Deficits Don't Matter (Anymore)!

In 2003, when the Bush administration sought a second, massive round of tax cuts, Dick Cheney famously said: "Reagan proved that deficits don’t matter." And of course they don't -- if the Republicans control the purse strings. For the eight years of Obama's presidency, of course, deficits were the worst thing in the world, and would certainly drive the economy over the edge of the cliff, so that the U.S. turned into Greece. Now that Trump and the Republicans have complete control, of course, suddenly "deficits don't matter."



Click here for an article at Daily Kos, by Kerry Eleveld, entitled "Team Trump eyes ginormous deficit spending, pitting Republicans against one another on taxes." Eleveld says:
Now that control of government spending is at Donald Trump's tiny fingertips, he's like an unsupervised kid in a candy shop looking to OD on sugar. He wants it all: major tax cuts, a spike in military spending, massive infrastructure spending, and, of course, his big beautiful multibillion dollar wall. All of this without offsets in the form of tax revenue will balloon the deficit to epic proportions, a far cry from the mantle of "fiscal responsibility" Republicans have been claiming for decades.

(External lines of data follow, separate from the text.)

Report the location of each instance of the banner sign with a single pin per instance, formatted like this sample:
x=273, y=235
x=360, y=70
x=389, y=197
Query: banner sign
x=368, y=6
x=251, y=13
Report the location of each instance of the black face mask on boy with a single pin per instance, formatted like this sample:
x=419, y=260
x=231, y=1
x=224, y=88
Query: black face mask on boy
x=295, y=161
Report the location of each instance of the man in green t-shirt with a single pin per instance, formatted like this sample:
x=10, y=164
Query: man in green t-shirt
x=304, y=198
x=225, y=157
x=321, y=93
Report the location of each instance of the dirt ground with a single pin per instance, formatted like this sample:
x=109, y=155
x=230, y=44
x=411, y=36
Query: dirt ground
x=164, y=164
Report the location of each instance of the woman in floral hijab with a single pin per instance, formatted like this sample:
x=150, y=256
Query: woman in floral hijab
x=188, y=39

But that doesn’t bother Trump—he doesn’t care about making tax cuts “revenue neutral” (i.e. continuing to supply the government with the same amount of revenue), let alone cutting spending. Rachael Bade writes:
A number of Trump advisers in recent weeks have privately questioned whether tax reform needs to be “revenue neutral,” according to multiple people familiar with early-stage tax reform discussions. Sen. Rand Paul (R-Ky.) personally reached out to administration officials to argue that tax cuts without corresponding offsets would spur faster economic growth, and conservative groups such as Club for Growth and Heritage Foundation second that idea, bolstering the argument in the eyes of the right.

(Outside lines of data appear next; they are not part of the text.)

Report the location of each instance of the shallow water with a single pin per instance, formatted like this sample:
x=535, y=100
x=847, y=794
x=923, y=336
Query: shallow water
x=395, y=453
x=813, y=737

Oh yes, now that the GOP is control, growing the deficit is a net plus—after years of being the end of the world as we know it. Paul Ryan, if he retains any sense of dignity, should stand firm against tax cuts that aren't revenue neutral.
During a private tax reform meeting with Trump’s chief of staff, Reince Priebus, strategic adviser Steve Bannon, and son-in-law Jared Kushner two weeks ago, Ryan reiterated that stance. And sources familiar with the talks said nobody objected.